CEPM Dotnet Agent Guide
Introduction

Table Of Contents

Introduction

CEPM Overview

CEPM Agent in the .NET Application


Introduction


CEPM Overview

To meet the demands of security, privacy, and compliance, businesses need to be able to control and audit access to their applications, transactions, content, and data, at a fine-grain level. For example, compliance requires them to maintain "Chinese Walls", enforce separation of duties, and protect the privacy of information assets. Entitlement management, or the ability to consistently administer, enforce, and audit fine-grained access to enterprise assets, has largely been addressed by ad hoc development in different departments by different application owners.

Cisco Enterprise Policy Management (CEPM) addresses this need for consistent and externalized management of authorization decisions with its policy management solution. A typical CEPM deployment consists of the following components:

The entitlement engine which is a Policy Decision Point (PDP) that evaluates application-specific authorization policies. The PDPs connect with existing information repositories, such as LDAP, AD, databases, and IdM, which are referred to as Policy Information Points (PIPs).

The administration console, which is a Policy Administration Point (PAP), provides central administration, management, and monitoring of entitlement policies with delegation and integration with an entitlement repository.

The agent, which is a Policy Enforcement Point (PEP), enforces entitlement policy decisions that are made by the PDP.

This document describes about the architecture of the .NET Agent.

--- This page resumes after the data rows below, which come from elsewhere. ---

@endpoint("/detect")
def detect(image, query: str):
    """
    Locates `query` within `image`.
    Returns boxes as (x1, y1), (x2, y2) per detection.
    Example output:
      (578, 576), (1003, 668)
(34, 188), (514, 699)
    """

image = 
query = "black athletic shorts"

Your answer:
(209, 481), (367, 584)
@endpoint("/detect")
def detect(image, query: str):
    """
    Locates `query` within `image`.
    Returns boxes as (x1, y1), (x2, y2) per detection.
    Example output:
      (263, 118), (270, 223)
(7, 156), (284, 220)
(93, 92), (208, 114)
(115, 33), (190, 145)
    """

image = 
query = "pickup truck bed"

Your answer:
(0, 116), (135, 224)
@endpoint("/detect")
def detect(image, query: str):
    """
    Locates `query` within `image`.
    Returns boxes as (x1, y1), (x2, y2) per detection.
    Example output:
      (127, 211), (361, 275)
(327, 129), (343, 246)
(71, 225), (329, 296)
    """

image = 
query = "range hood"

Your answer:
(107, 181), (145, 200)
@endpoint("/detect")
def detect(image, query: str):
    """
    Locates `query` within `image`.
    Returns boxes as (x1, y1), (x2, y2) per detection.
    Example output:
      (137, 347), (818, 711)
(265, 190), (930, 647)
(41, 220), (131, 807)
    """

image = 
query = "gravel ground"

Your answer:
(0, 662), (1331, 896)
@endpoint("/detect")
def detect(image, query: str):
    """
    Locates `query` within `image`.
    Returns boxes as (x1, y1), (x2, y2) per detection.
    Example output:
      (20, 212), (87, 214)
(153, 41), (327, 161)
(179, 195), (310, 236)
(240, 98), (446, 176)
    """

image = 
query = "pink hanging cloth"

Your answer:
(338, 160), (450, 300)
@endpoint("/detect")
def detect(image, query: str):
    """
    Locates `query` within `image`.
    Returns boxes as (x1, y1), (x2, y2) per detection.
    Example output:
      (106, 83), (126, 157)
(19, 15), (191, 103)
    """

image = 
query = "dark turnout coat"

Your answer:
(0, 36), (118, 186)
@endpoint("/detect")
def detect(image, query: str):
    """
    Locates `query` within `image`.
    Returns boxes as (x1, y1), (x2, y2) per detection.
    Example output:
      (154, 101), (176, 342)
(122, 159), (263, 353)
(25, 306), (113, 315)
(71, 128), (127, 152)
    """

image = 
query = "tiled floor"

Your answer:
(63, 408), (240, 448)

CEPM Agent in the .NET Application

.NET based applications can be entitled using the PEP for .NET. The agent is a DLL that can be used by any .NET based application (either a desktop or a web-based application). A COM-wrapped agent is also supported for VB, C++, and other Windows-based applications. As with the Java PEPs, the .NET PEP supports libraries for decision and administration APIs.

The two packages of interest are:

Policy Administration Point (PAP) API

Policy Decision Point (PDP) API

Figure 1-1 CEPM Deployment Diagram

These packages are intended to be used for customization and easier integration of the components with customer deployments. The following three categories of functionality are supported:

Creation of custom administrative consoles [use the PAP APIs]

Invocation of decision queries from applications [use the PDP APIs]

Run-time queries to the PAP for creation of automated scripts or policy queries from applications [use the PEP APIs]

From V3.3.0.0 onwards, CEPM .NET Agent supports HTTP as transport protocol for PEP-PDP communication. A new set of PEP API has been crafted to support HTTP as well as SOAP. You may find examples elaborating implementation of PEP methods in both old and new authorization model.